There he was, a stolid figure in the rear of an open car, his eyes downcast, a study in dejection. He rode in dour silence to the Capitol while Presidentelect Franklin Roosevelt, sitting beside him, smiled that famous smile and waved to the cheering throngs.
This was Saturday, March 4, 1933, F.D.R.'s Inauguration Day-and the day after Hoover had stubbornly rejected urgent demands that he close all of the nation's banks. Only four years before, Hoover had been elected as the 31st President of the U.S., with 58.1% of the popular vote (still the third highest in history), over Democrat Al Smith. When he took office, he had well earned his position as the most respected man in America. Now, after having been overwhelmed for reelection, he was perhaps the most reviled; the phrase "Hoover's Depression" was current, and the nation's landscape was defaced by those tarpaper-shack communities known as "Hoovervilles."

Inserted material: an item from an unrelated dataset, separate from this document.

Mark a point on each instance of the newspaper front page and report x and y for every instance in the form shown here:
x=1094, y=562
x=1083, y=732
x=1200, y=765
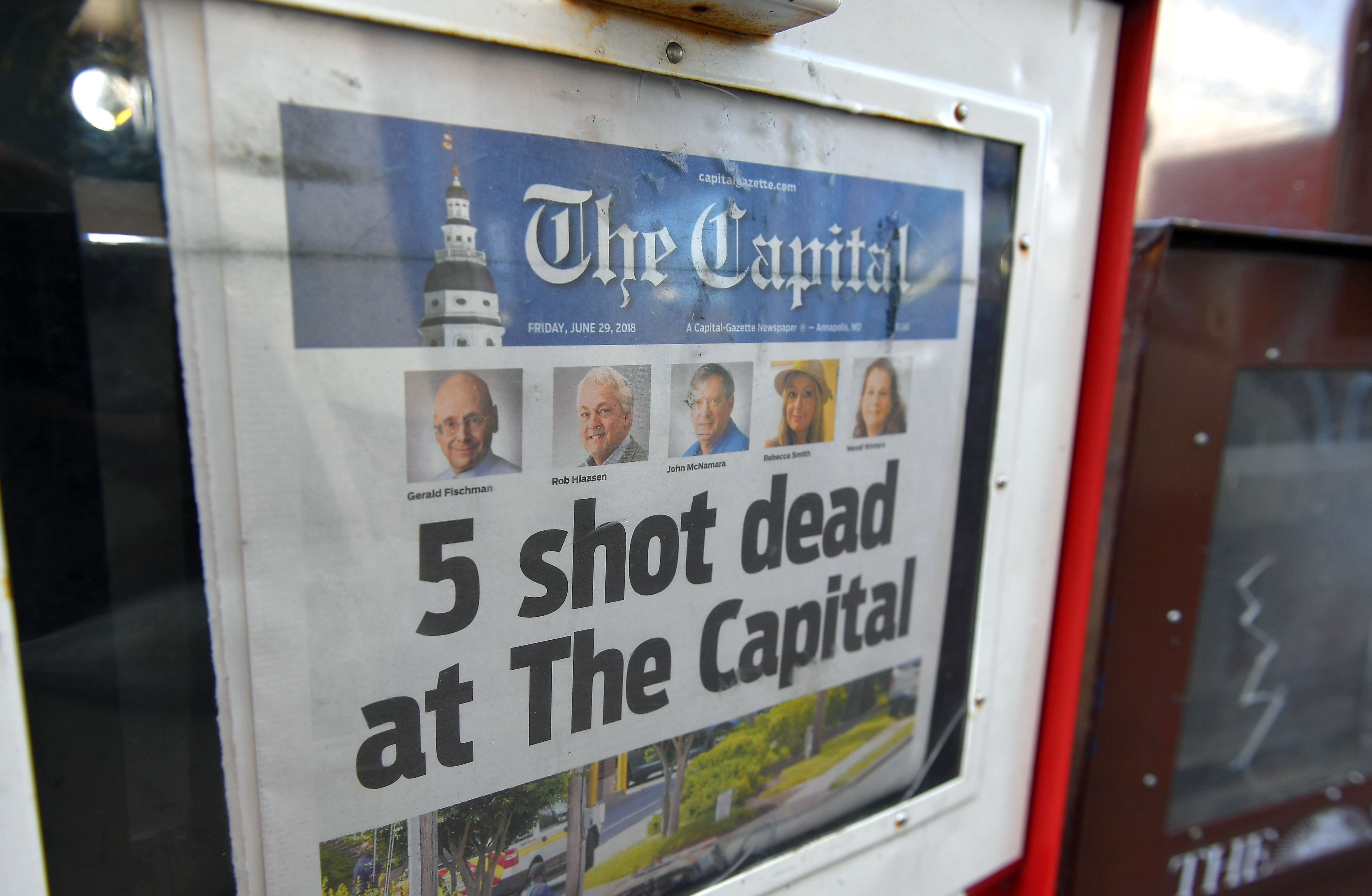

Yet even while enduring such violent swings in public esteem, Hoover himself remained constant in character and principles. And by .the time he died last week at 90 in his Waldorf Towers apartment in Manhattan, he ranked once again as a U.S. citizen who could truly be called revered.
"The Orgy of Speculation." History's hindsight has absolved Hoover of much of the blame for the Great Depression. Indeed, he saw it coming long before he made, as one admiring biographer put it, the "most serious error of his amazing career"-that of running successfully for President.
In eight productive years as Secretary of Commerce under Presidents Harding and Coolidge (he promoted arbitration rather than litigation in trade disputes, achieved standardization of some 3,000 industrial products, championed modernization of railroads and such huge river-control projects as Hoover Dam), Hoover repeatedly warned against "the rising boom and orgy of speculation." He complained that loose monetary policies of the Federal Reserve Board would lead to an "inevitable collapse which will bring the greatest calamities upon our farmers, our workers and legitimate business." But amid Coolidge prosperity, Hoover was denounced as "a crapehanger."
As President, Hoover utilized federal power as an instrument to support the private economy far more than any President before him. At his urging, Congress created a Federal Farm Board, backed by $500 million in federal funds, which came to the aid of farm marketing cooperatives after the market crash. He sought $663 million to push public works-a figure that critics decried as excessive. He proposed the Reconstruction Finance Corporation and the National Credit Corporation. He secured an early agreement in which labor promised to forgo strikes and new wage demands, Big Business agreed to maintain wages and spread work to avoid layoffs. He negotiated an international moratorium on the payment of intergovernmental debts.